Though I admire The Master's bounteous ambition I found myself unable to fully swim along. I struggled to see its core identity as it flipped channels between the creation of cult and disciples, the psychological study of Freddie, and its larger thematic ideas. It refused to take full shape which is a pity since the hypnotic star turn at its core is so distinct. Joaquin's Freddie is all hunched shoulders, jutting elbows, head tilts, and erratic movements both emotionally and physically is. It's a portrait of discomfort that's so painful and funny and fascinating that it becomes a movie unto itself. And perhaps it should have stayed that way. In the movie's strongest scenes -- like a long seminar at a disciples house (Laura Dern, sinfully underused) which forces Freddie center stage to perform a monotonous exercize for hours and a scene in which Freddie imagines the disciples nude as The Master drunkenly sings -- its separate agendas are all working brilliantly together but more often than not they seemed to be at cross purposes or too thick and deep into theme to breathe. 

 

HOLY MOTORS
France's controversial Leos Carax (of Pola X and Lovers on the Bridge fame) has been gone from screens even longer than Paul Thomas Anderson but his latest film Holy Motors would sure make a fascinating double feature with The Master.  The Master spends hours trying to rewire Freddie's identity but Freddie keeps snapping back, ever the same, a fixed identity. Monsieur Oscar, the actor protagonist of Holy Motors, is his polar opposite, shape shifting so dramatically on his "assignments" -- that he seems to have no identity at all... let alone a fixed one. As with most films that use a vignette structure, Holy Motors is an uneven or at least a schizophrenic experience but it's a fascinatingly inscrutable one with thrilling impulses. I was fighting sleep when I saw it (not the movie's fault) but at various points I was terrrified that it would abandon Monsieur Oscar altogether, our only connection -- however tenuous -- to the film's narrative and then where would we be? Lost on city streets with no map to get back to the movie theater we started in.

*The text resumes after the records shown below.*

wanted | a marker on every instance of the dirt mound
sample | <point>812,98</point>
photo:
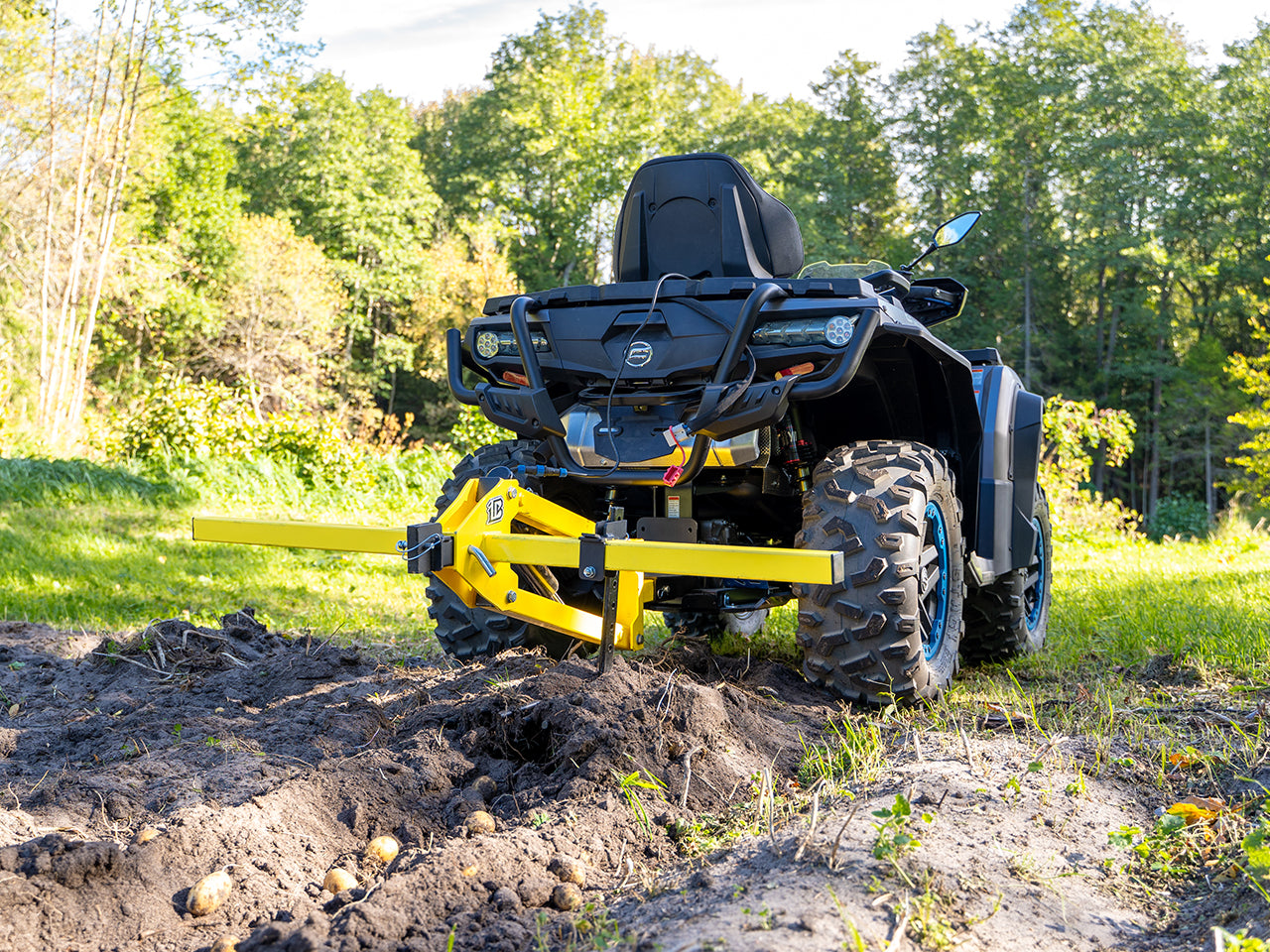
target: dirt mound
<point>131,771</point>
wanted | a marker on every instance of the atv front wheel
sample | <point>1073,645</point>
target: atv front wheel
<point>893,627</point>
<point>470,633</point>
<point>1008,617</point>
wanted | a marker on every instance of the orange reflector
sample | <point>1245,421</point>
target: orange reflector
<point>795,370</point>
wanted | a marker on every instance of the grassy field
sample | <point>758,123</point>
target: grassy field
<point>1156,670</point>
<point>107,548</point>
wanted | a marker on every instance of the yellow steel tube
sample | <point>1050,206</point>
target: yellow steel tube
<point>810,567</point>
<point>298,535</point>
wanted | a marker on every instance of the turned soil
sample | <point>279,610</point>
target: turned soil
<point>130,774</point>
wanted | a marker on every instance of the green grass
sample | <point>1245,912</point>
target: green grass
<point>1206,603</point>
<point>107,547</point>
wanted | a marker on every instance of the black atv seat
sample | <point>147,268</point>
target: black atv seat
<point>702,216</point>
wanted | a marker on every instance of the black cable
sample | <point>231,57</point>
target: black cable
<point>621,365</point>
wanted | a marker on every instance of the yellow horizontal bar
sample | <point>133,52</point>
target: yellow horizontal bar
<point>794,565</point>
<point>298,535</point>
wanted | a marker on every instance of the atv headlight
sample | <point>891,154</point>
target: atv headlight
<point>834,331</point>
<point>490,344</point>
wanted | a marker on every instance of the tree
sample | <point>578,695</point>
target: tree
<point>339,168</point>
<point>549,148</point>
<point>281,318</point>
<point>94,91</point>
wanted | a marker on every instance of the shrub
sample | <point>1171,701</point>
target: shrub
<point>190,421</point>
<point>1178,516</point>
<point>474,431</point>
<point>1074,430</point>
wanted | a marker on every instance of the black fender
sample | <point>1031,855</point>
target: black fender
<point>1008,465</point>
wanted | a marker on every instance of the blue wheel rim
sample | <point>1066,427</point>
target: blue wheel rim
<point>934,581</point>
<point>1034,590</point>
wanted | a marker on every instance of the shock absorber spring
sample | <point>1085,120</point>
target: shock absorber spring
<point>799,454</point>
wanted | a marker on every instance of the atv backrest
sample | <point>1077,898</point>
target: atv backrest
<point>702,216</point>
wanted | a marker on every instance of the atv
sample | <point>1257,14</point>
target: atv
<point>720,393</point>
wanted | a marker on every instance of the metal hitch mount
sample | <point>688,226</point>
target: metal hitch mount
<point>497,534</point>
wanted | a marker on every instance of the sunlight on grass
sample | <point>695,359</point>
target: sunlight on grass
<point>1121,603</point>
<point>108,548</point>
<point>103,548</point>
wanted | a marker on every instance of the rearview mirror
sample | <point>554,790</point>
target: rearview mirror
<point>953,230</point>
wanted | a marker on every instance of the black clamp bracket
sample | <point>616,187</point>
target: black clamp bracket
<point>590,566</point>
<point>426,548</point>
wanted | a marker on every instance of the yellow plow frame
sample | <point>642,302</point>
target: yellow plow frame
<point>474,551</point>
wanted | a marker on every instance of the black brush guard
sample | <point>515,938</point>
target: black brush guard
<point>530,412</point>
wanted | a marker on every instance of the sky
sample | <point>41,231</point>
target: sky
<point>420,49</point>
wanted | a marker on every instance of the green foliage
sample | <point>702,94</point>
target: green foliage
<point>340,169</point>
<point>1075,429</point>
<point>190,421</point>
<point>1252,375</point>
<point>1175,516</point>
<point>849,751</point>
<point>1124,601</point>
<point>472,431</point>
<point>630,784</point>
<point>41,481</point>
<point>94,547</point>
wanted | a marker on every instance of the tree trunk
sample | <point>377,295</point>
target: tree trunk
<point>1028,202</point>
<point>1209,495</point>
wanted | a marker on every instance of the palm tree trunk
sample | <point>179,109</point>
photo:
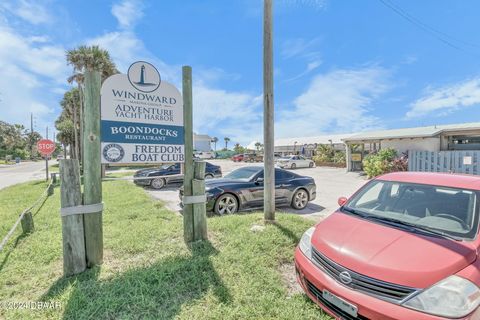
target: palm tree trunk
<point>80,93</point>
<point>75,133</point>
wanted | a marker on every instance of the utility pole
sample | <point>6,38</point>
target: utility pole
<point>268,114</point>
<point>31,136</point>
<point>46,158</point>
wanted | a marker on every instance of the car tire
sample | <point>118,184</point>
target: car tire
<point>300,199</point>
<point>158,183</point>
<point>226,204</point>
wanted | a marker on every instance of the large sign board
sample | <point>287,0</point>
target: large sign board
<point>141,118</point>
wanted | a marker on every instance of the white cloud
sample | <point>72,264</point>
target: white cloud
<point>311,66</point>
<point>30,67</point>
<point>234,114</point>
<point>33,12</point>
<point>128,12</point>
<point>297,47</point>
<point>337,101</point>
<point>445,100</point>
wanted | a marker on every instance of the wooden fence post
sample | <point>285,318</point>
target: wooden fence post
<point>72,226</point>
<point>27,223</point>
<point>92,168</point>
<point>188,224</point>
<point>199,209</point>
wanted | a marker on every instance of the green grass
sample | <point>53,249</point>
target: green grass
<point>148,271</point>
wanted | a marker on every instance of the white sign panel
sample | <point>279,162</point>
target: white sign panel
<point>141,118</point>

(In short I dove in the blue box at least a couple of times.)

 

The Master Grade: B- (Yes, it's my least favorite Paul Thomas Anderson film. But still worth grappling with)
Oscar Hopes: Joaquin Phoenix is a deserving Oscar contender in Best Actor and one assumes that Philip Seymour Hoffman might join him in Supporting Actor. I'm less bullish on Amy Adam's chances since her character is the least developed. I imagine Screenplay is possible but, given the film's trouble finding an audience and more respect than outright love surrounding it in conversations, other nominations seem unlikely. I'd love to think Cinematography is a possibility...
Holy Motors Grade: B+ (though I should see it again due to the sleep) 
Oscar Chances: LOL! Though we should note that Kylie Minogue has a wonderful scene in which she sings an original song and that would be an awesome choice for that category. Not that they don't get wax in their ears when awesome choices start spinning for them.